The Ninth Circuit court of appeals in the U.S. is reconsidering the class-action aspect of a gender discrimination case filed against Microsoft in 2015 in a move that could potentially reverse a lower court's decision. The plaintiffs in the lawsuit are looking to include over 8,600 Microsoft females in the complaint.
In June, U.S. District Judge James Robart in the state of Washington refused to grant a class action status to the lawsuit, Moussouris v. Microsoft Corporation, stating that the plaintiffs failed to prove discriminatory practices against female employees across the company. The lawsuit was filed by former Microsoft employees Katherine Moussouris, Holly Muenchow, and Dana Piermarini who alleged that the company's policies violate the rights of female employees. The plaintiffs claimed that this practice has remained unchecked.
The case is specifically linked to how compensations and promotions have been carried out at Microsoft based on gender. Plaintiff attorney Kelly Dermody said in a statement:
"We welcome the Ninth Circuit’s clarification of the class certification standards and believe the evidence here demands that Microsoft’s common discriminatory systems be addressed on a class basis so that women at the company can get justice."

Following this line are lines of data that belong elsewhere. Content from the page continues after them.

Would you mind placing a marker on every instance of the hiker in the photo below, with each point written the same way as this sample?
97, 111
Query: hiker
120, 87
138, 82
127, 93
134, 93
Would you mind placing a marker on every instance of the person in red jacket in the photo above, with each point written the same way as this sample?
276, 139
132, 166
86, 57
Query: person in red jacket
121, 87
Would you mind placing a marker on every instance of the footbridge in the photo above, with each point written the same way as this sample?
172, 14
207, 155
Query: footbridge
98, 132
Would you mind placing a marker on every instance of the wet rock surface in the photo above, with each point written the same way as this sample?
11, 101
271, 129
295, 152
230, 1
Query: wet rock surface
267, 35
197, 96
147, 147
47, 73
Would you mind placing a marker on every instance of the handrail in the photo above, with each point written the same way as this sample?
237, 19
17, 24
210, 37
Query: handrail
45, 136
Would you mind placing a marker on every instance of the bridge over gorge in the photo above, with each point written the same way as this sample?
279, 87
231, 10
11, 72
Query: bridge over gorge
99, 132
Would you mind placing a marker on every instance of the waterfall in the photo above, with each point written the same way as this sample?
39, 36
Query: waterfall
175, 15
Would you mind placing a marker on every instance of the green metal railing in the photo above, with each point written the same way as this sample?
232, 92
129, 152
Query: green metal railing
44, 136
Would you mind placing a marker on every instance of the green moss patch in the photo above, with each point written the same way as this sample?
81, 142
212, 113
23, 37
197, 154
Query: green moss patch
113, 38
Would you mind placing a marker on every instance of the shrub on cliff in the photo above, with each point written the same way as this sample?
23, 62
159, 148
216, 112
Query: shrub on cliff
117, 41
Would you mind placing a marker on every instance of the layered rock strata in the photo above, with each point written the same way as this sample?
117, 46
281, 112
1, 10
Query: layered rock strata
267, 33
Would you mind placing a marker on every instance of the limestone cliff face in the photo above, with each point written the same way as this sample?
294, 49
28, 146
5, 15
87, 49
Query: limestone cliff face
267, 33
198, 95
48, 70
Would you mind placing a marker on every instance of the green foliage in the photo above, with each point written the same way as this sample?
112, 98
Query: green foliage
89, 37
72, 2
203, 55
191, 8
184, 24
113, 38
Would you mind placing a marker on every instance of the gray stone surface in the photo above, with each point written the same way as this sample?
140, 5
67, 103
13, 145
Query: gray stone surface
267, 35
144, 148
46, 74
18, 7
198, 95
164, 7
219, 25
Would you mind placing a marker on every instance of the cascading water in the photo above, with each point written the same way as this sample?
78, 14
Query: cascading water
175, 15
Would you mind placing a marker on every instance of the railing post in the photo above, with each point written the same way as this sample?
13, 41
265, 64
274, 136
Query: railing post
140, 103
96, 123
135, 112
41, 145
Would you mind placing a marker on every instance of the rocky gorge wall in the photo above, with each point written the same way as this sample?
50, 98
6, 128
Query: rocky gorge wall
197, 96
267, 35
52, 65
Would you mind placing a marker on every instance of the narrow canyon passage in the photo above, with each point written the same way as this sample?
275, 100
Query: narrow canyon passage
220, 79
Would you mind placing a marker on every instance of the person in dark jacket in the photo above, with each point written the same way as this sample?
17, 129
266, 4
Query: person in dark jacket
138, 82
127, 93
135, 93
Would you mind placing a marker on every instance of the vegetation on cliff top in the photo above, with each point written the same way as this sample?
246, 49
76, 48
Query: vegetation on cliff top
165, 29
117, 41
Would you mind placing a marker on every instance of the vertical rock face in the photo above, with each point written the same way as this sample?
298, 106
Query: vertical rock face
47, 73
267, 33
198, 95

A Microsoft spokesman, on the other hand, lauded Robart's decision, and further stated:
"There is no bias in Microsoft’s pay and promotion practices. We remain committed to increasing diversity and making sure that Microsoft continues to be a workplace where everyone has an equal opportunity to succeed."
The appellate court is expected to hear the oral arguments in the appeal next year. Meanwhile, the plaintiffs are still required to formally file an appeal with the Ninth Circuit court first.